Boatman's dream 35
By Parson Thru
It had been a busy week for Tim. He’d attended the monthly Moorings Committee meeting as Bellingham-Smythe’s deputy. He’d expected a rough ride, but in the end, it was more a talking-shop. There was still no sign of the missing Arthur and the search had been scaled down. Merlin was understandably quiet.
Tim used the opportunity to talk about moving the burned-out boat from the wharf. The authorities had no further interest and everyone agreed it was an eyesore. Not being a committee member, Tim couldn’t formally raise the matter, so Rhys proposed it and Eddie seconded. The vote was unanimous – Eddie to arrange a working party for the following Saturday. Someone knew a breaker's yard. Rhys’ brother-in-law operated a low-loader with a winch.
The wreck was duly removed. Rhys managed to get it done at cost. An area of scorched earth was all that remained. The acrid smell was gone.
Tim felt he’d contributed something useful for once. He was at his desk, basking in the success when his father-in-law’s mobile rang. It was John Buckingham, leader of the County Council Conservative group.
Bellingham-Smythe answered brightly. “Morning, John. How are you?”
John Buckingham sounded business-like.
“I’m fine, thanks James. Listen, I’m getting my strings pulled here. Have you been breaking eggs?”
“How do you mean? Anyone in particular?”
“Strictly between you and me, it’s Giles.”
“Yes. I really don’t need the local MP on my back. You know he’s a Junior Minister in Rural Affairs?”
“Yes, I do. What’s up?”
“It isn’t just him. There’s an angry buzz going around the group down here. You need to watch your step, that’s all. No harm done yet, but it’s a shot across the bows.”
“Has this come from His Lordship?”
“James, you’re a smart chap. Just go a little more gently. A grasp of history and all that. You understand?”
“Yes, I think I know where you’re going.”
Bellingham-Smythe looked across the room at Tim, who was leafing through the local paper. The front page was given entirely to the burned-out shell of the Salt Winds hotel. He’d had his eye on that site a few years back.
Tim raised his eyebrows enquiringly.
Bellingham-Smythe gave him an encouraging nod.
“So I can count on you then, James?”
“Yes, John. Message received and understood.”
“Everything else fine? With the development, I mean?”
“Fine, John. A small log-jam, but I’m sure I can clear it.”
“Good. Don’t forget the Council Meeting tomorrow.”

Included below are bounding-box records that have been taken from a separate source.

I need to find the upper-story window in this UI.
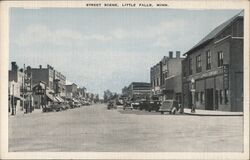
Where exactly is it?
[188,58,193,75]
[218,51,223,67]
[206,50,211,70]
[196,55,202,73]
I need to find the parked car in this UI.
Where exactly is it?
[74,102,81,108]
[138,99,149,110]
[116,99,124,105]
[43,103,63,112]
[69,101,75,109]
[62,102,70,110]
[123,101,133,110]
[145,101,162,112]
[107,101,116,109]
[159,100,179,114]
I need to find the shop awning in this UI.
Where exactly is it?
[73,98,79,103]
[46,90,57,102]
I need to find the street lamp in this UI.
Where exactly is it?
[191,78,195,113]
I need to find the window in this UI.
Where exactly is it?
[206,51,211,70]
[218,51,223,67]
[219,90,223,104]
[195,92,199,102]
[200,92,204,103]
[188,58,193,75]
[224,89,228,104]
[196,55,202,73]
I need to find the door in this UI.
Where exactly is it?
[215,90,219,110]
[233,73,244,112]
[205,89,214,110]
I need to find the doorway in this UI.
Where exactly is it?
[205,89,214,110]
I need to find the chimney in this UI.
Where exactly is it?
[176,51,181,58]
[11,62,18,71]
[168,51,173,58]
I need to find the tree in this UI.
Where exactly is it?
[103,89,113,102]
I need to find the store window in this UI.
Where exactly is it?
[200,92,205,103]
[218,51,223,67]
[206,50,211,70]
[196,55,202,73]
[188,58,193,75]
[195,92,199,102]
[219,90,223,104]
[224,89,228,104]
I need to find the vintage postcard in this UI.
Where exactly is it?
[0,0,249,159]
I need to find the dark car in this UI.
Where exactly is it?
[159,100,179,114]
[138,99,149,110]
[146,101,162,112]
[43,103,63,112]
[123,101,133,110]
[107,101,116,109]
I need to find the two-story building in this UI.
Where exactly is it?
[182,14,244,111]
[150,51,183,102]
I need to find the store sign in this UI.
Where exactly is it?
[223,64,229,89]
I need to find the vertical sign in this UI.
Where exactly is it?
[223,64,229,89]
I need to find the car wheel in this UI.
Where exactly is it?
[171,108,176,114]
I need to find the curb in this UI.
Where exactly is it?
[184,112,243,116]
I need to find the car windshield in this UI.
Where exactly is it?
[162,101,172,108]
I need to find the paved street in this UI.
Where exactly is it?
[9,104,243,152]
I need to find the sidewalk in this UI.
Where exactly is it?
[184,108,243,116]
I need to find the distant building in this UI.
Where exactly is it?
[8,62,25,114]
[126,82,151,99]
[27,65,66,98]
[150,51,183,102]
[27,65,66,108]
[66,83,78,99]
[182,14,244,111]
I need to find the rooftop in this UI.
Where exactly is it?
[184,11,244,55]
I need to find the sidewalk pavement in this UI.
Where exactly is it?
[184,108,243,116]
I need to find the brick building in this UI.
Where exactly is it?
[66,83,78,99]
[182,14,244,111]
[8,62,25,114]
[150,51,183,101]
[27,65,66,108]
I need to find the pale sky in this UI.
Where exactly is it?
[9,8,240,96]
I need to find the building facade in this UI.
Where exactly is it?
[27,65,66,108]
[123,82,151,100]
[182,14,244,111]
[150,51,183,102]
[8,62,26,115]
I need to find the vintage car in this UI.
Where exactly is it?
[43,103,64,112]
[138,99,149,110]
[159,100,179,114]
[123,101,133,110]
[145,100,162,112]
[107,101,117,110]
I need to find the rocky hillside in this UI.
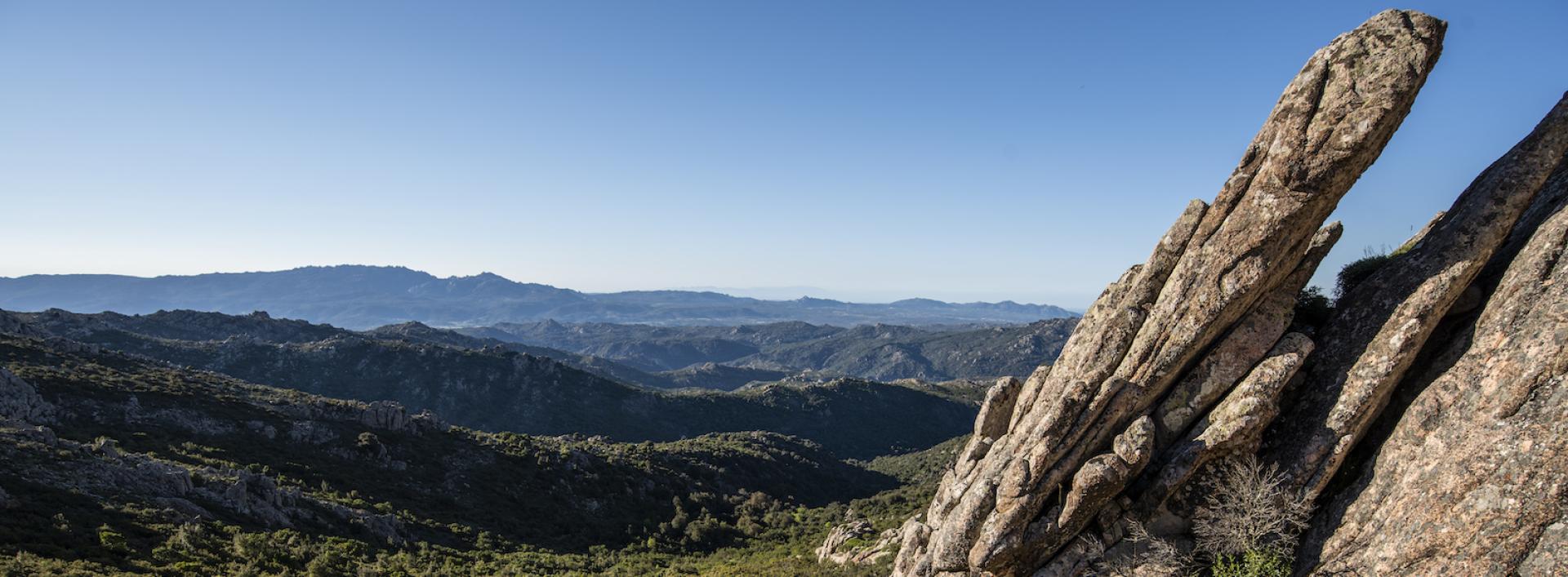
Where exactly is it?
[0,326,915,575]
[895,11,1568,575]
[0,310,975,458]
[0,265,1072,329]
[461,318,1077,381]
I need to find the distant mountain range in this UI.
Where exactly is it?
[0,265,1076,329]
[464,318,1077,382]
[0,310,983,458]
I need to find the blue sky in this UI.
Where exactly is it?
[0,2,1568,308]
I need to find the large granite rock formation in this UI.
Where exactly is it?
[895,11,1444,575]
[895,11,1568,575]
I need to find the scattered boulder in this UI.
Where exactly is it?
[817,513,898,565]
[0,368,58,424]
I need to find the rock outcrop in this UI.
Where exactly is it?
[895,11,1444,575]
[0,367,58,425]
[817,514,898,565]
[1297,149,1568,575]
[895,11,1568,575]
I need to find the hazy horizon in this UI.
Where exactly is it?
[0,2,1568,310]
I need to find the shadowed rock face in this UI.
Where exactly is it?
[895,11,1568,575]
[1297,152,1568,575]
[895,11,1444,575]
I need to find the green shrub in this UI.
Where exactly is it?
[1334,254,1392,304]
[1212,548,1290,577]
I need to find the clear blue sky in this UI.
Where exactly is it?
[0,2,1568,308]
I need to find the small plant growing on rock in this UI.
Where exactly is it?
[1192,455,1312,577]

“I won’t. I’ve been reading the papers. Do you need anything from me?”
“No. Just your presence in case anything goes to the vote. Thanks for your time, James. I’ll leave you to get on.”
Tim put the newspaper down.
“Not a problem, so much – more a reading of the Riot Act.”
Bellingham-Smythe drank the last of his tea. It had gone cold.
“Tim, let me see that photo of the hotel fire.”
Tim passed the Herald across the desk.
The story continued on pages four and five, inside.
“Did you notice the tall ship out in the estuary? It’s in three of the photos.”
“I didn’t really look, James. Let me see.”
Bellingham-Smythe rubbed his nose thoughtfully with his thumb.
“I hadn’t heard about any tall ships visiting.”
“I love seeing these things. I was at Newcastle-upon-Tyne years ago for the Tall Ships Race.”
Bellingham-Smythe was already calling his contact at the RYA.
“Oh, Hi Peter. James... That’s ok, I’ll be quick. Listen, has there been a tall ships event on the Severn anywhere? Cardiff? Bristol?..... I don’t know, I’ve just seen a photograph taken this week. There’s a three-master in the estuary.”
Bellingham-Smythe stared absently at Tim as he listened to the reply.
“But there’d be a bulletin if there was a visiting ship?... It depends…. I see. Yes, I see what you mean. Unlikely…. Yes. Ok, Peter, thanks. Thanks for your time. Yes… You, too. Bye.”
He put his phone down on the desk.
“Is Merlin around? He always has his ear to the ground.”
“He’s in the boatyard, helping Eddie with a mast repair.”
Tim watched his father-in-law disappear out of the office, then returned to the newspaper. The pictures were indistinct, but you could see she was an attractive vessel – in full sail, too.